Are needless write operations in multi-thread kernels in CUDA inefficient?


I have a kernel in my CUDA code where I want a bunch of threads to do a bunch of computations on some piece of shared memory (because it's much faster than doing so on global memory), and then write the result to global memory (so I can use it in later kernels). The kernel looks something like this:

__global__ void calc(float * globalmem)
{
    __shared__ float sharemem; //initialize shared memory
    sharemem = 0; //set it to initial value
    __syncthreads();

   //do various calculations on the shared memory
   //for example I use atomicAdd() to add each thread's
   //result to sharedmem...

   __syncthreads();
   *globalmem = sharedmem;//write shared memory to global memory
}

The fact that every single thread is writing the data out from shared to global memory, when I really only need to write it out once, feels fishy to me. I also get the same feeling from the fact that every thread initializes the shared memory to zero at the start of the code.
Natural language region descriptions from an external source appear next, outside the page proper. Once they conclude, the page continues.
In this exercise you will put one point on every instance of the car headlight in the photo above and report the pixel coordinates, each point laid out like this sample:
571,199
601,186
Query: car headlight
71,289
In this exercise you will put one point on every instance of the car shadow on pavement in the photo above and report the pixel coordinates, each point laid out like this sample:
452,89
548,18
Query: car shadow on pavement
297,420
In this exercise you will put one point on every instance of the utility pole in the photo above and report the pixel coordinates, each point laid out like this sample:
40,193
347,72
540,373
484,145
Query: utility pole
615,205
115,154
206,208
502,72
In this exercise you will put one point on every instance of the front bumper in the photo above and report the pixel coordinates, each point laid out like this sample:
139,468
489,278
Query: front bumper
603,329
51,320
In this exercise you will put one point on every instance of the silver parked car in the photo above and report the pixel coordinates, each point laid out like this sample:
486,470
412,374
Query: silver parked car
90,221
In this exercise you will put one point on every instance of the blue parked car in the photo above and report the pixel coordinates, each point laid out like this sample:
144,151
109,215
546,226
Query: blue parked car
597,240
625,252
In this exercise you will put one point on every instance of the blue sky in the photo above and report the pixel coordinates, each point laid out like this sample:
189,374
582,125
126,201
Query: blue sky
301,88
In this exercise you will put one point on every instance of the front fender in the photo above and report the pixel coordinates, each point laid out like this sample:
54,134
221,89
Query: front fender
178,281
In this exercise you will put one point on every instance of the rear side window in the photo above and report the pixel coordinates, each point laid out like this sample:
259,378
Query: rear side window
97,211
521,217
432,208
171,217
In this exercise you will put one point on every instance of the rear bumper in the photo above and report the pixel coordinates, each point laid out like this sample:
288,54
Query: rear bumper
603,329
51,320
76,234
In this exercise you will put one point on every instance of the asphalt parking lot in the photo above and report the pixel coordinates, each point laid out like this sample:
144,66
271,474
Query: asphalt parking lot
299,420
Is there a faster way to do this than my current implementation?


Solution

  • At the warp level, there's probably not much performance difference between doing a redundant read or write vs. having a single thread do it.

    However I would expect a possibly measurable performance difference by having multiple warps in a threadblock do the redundant read or write (vs. a single thread).

    It should be sufficient to address these concerns by having a single thread do the read or write, rather than redundantly:

    __global__ void calc(float * globalmem)
    {
        __shared__ float sharemem; //initialize shared memory
        if (!threadIdx.x) sharemem = 0; //set it to initial value
        __syncthreads();
    
       //do various calculations on the shared memory
       //for example I use atomicAdd() to add each thread's
       //result to sharedmem...
    
       __syncthreads();
       if (!threadIdx.x) *globalmem = sharemem;//write shared memory to global memory
    }
    

    Although you didn't ask about it, using atomics within a threadblock on shared memory may possibly be replaceable (for possibly better performance) by a shared memory reduction method.